Split learning for health: Distributed deep learning without sharing raw patient data
Praneeth Vepakomma, Otkrist Gupta, Tristan Swedish, Ramesh Raskar
TL;DR
The paper addresses privacy-preserving collaborative learning in healthcare by introducing and detailing SplitNN, a distributed deep learning framework that keeps raw patient data local while sharing activations and gradients. It outlines multiple configurations to handle vertically partitioned, multi-modal, and label-sensitive scenarios, and demonstrates that SplitNN can achieve high accuracy with substantially reduced client-side computation and favorable bandwidth characteristics compared to federated learning and large-batch SGD. The work emphasizes practical applicability in hospitals and edge environments, and suggests future directions including more configurations and integration with model compression. Overall, SplitNN offers a flexible, resource-efficient approach for privacy-conscious health analytics across institutions.
Abstract
Can health entities collaboratively train deep learning models without sharing sensitive raw data?
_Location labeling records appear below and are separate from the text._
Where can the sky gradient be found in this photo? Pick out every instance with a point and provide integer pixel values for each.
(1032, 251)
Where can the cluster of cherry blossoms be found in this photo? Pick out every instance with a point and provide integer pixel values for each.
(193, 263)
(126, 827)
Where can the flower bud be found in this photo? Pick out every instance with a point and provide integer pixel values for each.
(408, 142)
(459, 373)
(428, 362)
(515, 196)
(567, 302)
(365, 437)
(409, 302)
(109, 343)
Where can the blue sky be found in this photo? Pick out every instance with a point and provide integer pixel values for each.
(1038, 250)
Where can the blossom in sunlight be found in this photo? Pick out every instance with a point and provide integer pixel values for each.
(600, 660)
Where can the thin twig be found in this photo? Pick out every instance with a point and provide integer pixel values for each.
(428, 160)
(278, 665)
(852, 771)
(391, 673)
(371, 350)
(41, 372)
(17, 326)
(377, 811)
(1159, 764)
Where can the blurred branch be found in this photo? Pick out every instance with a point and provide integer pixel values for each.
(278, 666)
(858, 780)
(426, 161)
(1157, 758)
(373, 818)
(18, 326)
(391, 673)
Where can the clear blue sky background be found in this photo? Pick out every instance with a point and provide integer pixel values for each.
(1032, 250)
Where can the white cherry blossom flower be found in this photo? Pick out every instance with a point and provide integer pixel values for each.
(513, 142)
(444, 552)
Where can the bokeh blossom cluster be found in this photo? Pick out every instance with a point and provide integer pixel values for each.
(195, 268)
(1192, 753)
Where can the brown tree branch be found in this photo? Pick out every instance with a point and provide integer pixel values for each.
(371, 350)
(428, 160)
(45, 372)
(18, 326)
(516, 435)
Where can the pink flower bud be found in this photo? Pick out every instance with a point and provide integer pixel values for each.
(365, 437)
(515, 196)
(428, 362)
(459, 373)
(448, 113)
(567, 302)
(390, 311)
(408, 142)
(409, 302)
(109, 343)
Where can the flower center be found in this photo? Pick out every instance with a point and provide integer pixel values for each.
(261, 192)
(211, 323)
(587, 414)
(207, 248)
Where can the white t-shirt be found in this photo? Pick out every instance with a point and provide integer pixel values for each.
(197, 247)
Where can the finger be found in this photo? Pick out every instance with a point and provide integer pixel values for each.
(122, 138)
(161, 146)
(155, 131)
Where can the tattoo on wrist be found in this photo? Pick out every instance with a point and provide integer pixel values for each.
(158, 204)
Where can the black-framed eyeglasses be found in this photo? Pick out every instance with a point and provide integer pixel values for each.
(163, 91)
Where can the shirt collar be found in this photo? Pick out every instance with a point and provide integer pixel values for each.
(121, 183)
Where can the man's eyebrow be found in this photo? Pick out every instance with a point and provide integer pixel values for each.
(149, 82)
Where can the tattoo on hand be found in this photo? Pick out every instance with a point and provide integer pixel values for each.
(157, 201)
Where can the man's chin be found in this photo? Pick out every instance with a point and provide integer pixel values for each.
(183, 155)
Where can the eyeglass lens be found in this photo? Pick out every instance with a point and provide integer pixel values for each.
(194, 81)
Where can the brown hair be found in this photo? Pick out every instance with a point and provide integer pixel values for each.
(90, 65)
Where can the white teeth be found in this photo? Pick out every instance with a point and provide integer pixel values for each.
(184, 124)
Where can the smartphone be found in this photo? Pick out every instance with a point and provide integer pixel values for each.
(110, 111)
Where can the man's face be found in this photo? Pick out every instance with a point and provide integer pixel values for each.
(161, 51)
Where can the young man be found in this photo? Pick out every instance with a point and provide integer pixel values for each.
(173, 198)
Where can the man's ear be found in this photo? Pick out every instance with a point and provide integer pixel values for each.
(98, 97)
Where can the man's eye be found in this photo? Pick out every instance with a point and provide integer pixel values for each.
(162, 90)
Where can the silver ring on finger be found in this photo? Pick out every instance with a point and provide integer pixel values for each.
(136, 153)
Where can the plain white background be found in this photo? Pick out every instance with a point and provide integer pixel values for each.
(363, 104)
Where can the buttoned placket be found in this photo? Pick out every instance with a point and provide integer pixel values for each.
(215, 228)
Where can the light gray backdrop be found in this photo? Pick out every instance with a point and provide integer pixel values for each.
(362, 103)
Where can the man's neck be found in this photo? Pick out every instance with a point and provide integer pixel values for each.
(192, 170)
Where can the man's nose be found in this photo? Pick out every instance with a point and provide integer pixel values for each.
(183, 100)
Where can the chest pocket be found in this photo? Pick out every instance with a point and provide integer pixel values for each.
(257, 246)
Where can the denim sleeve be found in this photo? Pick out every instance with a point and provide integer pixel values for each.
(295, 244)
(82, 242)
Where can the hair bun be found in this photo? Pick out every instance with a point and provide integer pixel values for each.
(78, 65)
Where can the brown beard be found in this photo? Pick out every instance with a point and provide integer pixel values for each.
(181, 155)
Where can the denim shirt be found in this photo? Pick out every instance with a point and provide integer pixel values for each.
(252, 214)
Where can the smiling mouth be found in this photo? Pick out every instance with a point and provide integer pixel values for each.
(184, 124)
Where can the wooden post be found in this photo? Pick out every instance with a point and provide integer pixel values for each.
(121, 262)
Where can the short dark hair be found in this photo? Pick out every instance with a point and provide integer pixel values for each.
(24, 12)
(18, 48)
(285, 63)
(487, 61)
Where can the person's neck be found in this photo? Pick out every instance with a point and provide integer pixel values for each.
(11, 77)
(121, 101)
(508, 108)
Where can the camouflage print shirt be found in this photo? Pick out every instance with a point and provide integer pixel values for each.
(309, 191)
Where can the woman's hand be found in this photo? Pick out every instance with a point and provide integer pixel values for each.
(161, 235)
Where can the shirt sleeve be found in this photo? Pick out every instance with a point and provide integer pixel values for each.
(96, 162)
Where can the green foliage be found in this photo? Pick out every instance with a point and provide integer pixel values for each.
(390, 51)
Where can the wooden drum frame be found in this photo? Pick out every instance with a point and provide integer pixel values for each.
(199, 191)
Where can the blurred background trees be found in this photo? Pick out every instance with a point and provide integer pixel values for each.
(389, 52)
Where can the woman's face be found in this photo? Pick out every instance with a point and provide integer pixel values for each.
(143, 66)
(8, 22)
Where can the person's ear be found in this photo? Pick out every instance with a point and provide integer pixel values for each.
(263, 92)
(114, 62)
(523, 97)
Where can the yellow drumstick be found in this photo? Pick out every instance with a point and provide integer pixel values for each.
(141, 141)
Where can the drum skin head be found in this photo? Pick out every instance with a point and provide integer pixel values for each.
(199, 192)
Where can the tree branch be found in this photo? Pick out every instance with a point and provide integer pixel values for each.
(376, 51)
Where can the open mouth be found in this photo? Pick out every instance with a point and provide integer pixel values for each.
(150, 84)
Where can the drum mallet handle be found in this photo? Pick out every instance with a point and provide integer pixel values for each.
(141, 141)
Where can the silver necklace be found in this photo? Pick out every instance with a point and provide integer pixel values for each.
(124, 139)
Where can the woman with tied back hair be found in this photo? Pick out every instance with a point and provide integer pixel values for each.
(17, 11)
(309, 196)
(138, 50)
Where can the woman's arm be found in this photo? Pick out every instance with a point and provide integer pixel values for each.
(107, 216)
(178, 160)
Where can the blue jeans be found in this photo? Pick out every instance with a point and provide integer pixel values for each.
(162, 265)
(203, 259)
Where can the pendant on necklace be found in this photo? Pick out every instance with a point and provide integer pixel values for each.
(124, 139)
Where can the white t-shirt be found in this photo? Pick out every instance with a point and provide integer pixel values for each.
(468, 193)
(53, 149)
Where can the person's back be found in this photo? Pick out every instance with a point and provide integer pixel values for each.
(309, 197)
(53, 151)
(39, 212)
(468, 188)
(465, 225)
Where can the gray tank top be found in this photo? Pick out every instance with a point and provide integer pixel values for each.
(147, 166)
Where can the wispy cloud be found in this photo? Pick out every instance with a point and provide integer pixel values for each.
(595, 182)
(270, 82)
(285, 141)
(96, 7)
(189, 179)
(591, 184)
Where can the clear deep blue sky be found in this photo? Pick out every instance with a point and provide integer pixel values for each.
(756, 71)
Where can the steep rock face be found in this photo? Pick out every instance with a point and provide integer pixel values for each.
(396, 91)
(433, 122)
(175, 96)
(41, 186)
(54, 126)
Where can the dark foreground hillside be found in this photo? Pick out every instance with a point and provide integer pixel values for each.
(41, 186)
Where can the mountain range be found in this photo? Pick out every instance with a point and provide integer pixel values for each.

This paper proposes several configurations of a distributed deep learning method called SplitNN to facilitate such collaborations. SplitNN does not share raw data or model details with collaborating institutions. The proposed configurations of splitNN cater to practical settings of i) entities holding different modalities of patient data, ii) centralized and local health entities collaborating on multiple tasks and iii) learning without sharing labels. We compare performance and resource efficiency trade-offs of splitNN and other distributed deep learning methods like federated learning, large batch synchronous stochastic gradient descent and show highly encouraging results for splitNN.